Help talk:Property constraints portal

From Wikidata
Jump to navigation Jump to search

Improvements for 2018[edit]

For me constraints are a form of quality control. Constraints can be used to find mistakes and to measure completeness. Say we have a scale from 0, an empty item, to 100, an item with all relevant labels, descriptions, sourced statements, etc. A lot of the constraints are used to keep track of this completeness. For example every item using RKDimages ID (P350) has collection (P195). This way you can get the quality for a certain subset of items to a level and keep track that it stays on this level. Over time of course we hope these subsets increases and the level increases so, because that means our overall quality is improving.

Possible new constraints:

  • Label in language: An item using a certain property should at least have a label in this language or these languages. example defined on Property talk:P650. ---> phab:T195178
  • Description in language: Same as above, but for description ---> phab:T195179
  • Minimum number of statements: Item using a certain property should at least have this number of statements (available in RDF for a while) ---> phab:T195181
  • Minimum number of identifiers: Same for identifiers, might be less useful, but might as well implement it right away
  • Minimum number of sitelinks: Same for identifiers, might be less useful, but might as well implement it right away
  • Minimum number of labels: Not directly in RDF, but probably useful
  • Minimum number of descriptions: Not directly in RDF, but probably useful
  • Probably dead: Date of birth is set and it's more than 100 years in the past. The person is probably no longer around (example)
  • Related item is incomplete: Item using a certain property should also have another property and the target of that other statement should contain a certain property. For example every item using RKDimages ID (P350) should have creator (P170) and that target should have RKDartists ID (P650). Example defined on Property talk:P350.
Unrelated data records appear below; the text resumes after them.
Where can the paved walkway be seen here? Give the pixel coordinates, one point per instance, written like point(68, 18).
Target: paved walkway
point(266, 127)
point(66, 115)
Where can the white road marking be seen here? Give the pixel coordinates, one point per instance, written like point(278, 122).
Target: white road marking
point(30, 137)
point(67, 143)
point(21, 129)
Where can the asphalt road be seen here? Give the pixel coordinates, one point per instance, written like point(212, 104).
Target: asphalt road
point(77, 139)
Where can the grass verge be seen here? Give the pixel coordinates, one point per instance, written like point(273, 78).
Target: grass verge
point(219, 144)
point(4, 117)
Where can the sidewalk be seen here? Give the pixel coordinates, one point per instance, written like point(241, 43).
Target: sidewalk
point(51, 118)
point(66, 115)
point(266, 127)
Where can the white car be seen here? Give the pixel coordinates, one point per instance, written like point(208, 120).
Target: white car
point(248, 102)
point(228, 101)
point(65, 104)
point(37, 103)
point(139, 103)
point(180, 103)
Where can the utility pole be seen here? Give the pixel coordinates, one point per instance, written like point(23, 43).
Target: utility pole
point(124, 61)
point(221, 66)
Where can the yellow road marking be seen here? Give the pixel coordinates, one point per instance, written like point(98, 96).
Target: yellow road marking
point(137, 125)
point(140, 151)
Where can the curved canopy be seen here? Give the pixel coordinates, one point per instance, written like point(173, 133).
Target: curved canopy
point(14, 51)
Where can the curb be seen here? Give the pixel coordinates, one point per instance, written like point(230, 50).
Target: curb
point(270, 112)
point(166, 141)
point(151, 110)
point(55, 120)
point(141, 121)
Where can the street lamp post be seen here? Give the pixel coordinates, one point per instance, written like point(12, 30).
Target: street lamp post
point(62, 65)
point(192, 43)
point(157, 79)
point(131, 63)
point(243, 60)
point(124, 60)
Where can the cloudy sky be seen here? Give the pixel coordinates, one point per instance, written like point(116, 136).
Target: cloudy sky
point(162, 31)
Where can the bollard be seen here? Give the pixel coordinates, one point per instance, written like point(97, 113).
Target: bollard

First step is to have a certain statement, second step is to have it properly sourced. Would also be nice to be able to include that a statement should have a (valid) reference. So for example on RKDartists ID (P650) a constraint is set for sex or gender (P21), I would like to add that all should be sourced (phab:T195052). That brings me to a related concept: constraint status (P2316). That's currently either mandatory constraint (Q21502408) or nothing. Would be nice to have something like "complete with exceptions" to indicate statements that have been cleared out, but left with some exceptions that can't be solved.

We can probably think of some more constraints to raise the quality. Any suggestions? I haven't filed Phabricator tasks yet because I would like to discus this first.
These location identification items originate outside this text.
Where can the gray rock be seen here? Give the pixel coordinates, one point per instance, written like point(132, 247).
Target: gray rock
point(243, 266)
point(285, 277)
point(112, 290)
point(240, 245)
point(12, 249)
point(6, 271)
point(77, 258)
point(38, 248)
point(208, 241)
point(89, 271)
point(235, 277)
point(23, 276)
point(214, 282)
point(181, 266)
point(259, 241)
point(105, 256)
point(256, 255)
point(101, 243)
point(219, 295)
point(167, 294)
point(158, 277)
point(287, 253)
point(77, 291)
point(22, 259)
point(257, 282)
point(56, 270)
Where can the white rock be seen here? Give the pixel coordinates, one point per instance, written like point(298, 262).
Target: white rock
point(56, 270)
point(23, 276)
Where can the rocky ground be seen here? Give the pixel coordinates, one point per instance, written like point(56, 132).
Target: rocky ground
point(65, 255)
So we have all these constraints and more of them are being added over time. It becomes increasingly harder to keep track of this. Pages like Wikidata:Database reports/Constraint violations/Mandatory constraints/Violations become too big and have too many things mixed. So I think the basic workflow as a user (or group of users) is:

  1. Figure out a constraint that's doable to clear out (every human using RKDartists ID (P650) should have sex or gender (P21))
  2. Clear out the list of violations until you're done
  3. Maintenance mode: Every once in a while a violation occurs and needs to be cleared

The last step (the "maintenance mode") is currently quite hard. Over time you clear out more and more subsets and you just loose track of it. It's like maintaining a gigantic garden, some parts are really nice, but some parts are still a wilderness. Currently I'm trying to group things together like on User:Multichill/Humans no gender, but that doesn't seem to scale.

I would like to gather some input here and maybe we can also discus this in person at the Barcelona hackathon.

@Ivan A. Krestinin, Pasleim, Lydia Pintscher (WMDE), Lucas Werkmeister (WMDE), Sjoerddebruin: you're probably interested in this. Multichill (talk) 14:05, 27 April 2018 (UTC)

Yeah, let's discuss this in a few weeks! :) Sjoerd de Bruin (talk) 14:31, 27 April 2018 (UTC)
Yes I think this is a good idea, and also the bit about suggestions, which should be generated from this somehow. So yes if you have RKDartist id, then you could have gender, etc. Jane023 (talk) 14:40, 27 April 2018 (UTC)
Sjoreddebruin: :) "let me open a ticket so we can discuss".
--- Jura 15:29, 27 April 2018 (UTC)
  • Pictogram voting comment.svg Comment Maybe the complex constraints could be converted into a statement based system. This could make it easier to replicate them to other properties. The main disadvantage of that approach is that one wont be able to query the violations through query service. At least, once that option is available.
    --- Jura 15:32, 27 April 2018 (UTC)
  • Good ideas, I add more:
Ivan A. Krestinin (talk) 07:58, 29 April 2018 (UTC)
We met up yesterday at the hackathon. We created some new phab tasks. These are added to the original post. Multichill (talk) 10:08, 20 May 2018 (UTC)

If I may jump in at this slightly late date, I would very much like to have relative ranges. For exmaple, the producers of a work of art can be just about any agent (person, organization, etc.) but the producers of a film are human. As well, the offspring of humans are humans, but the range of offspring in general is much broader. Peter F. Patel-Schneider (talk) 13:31, 23 May 2018 (UTC)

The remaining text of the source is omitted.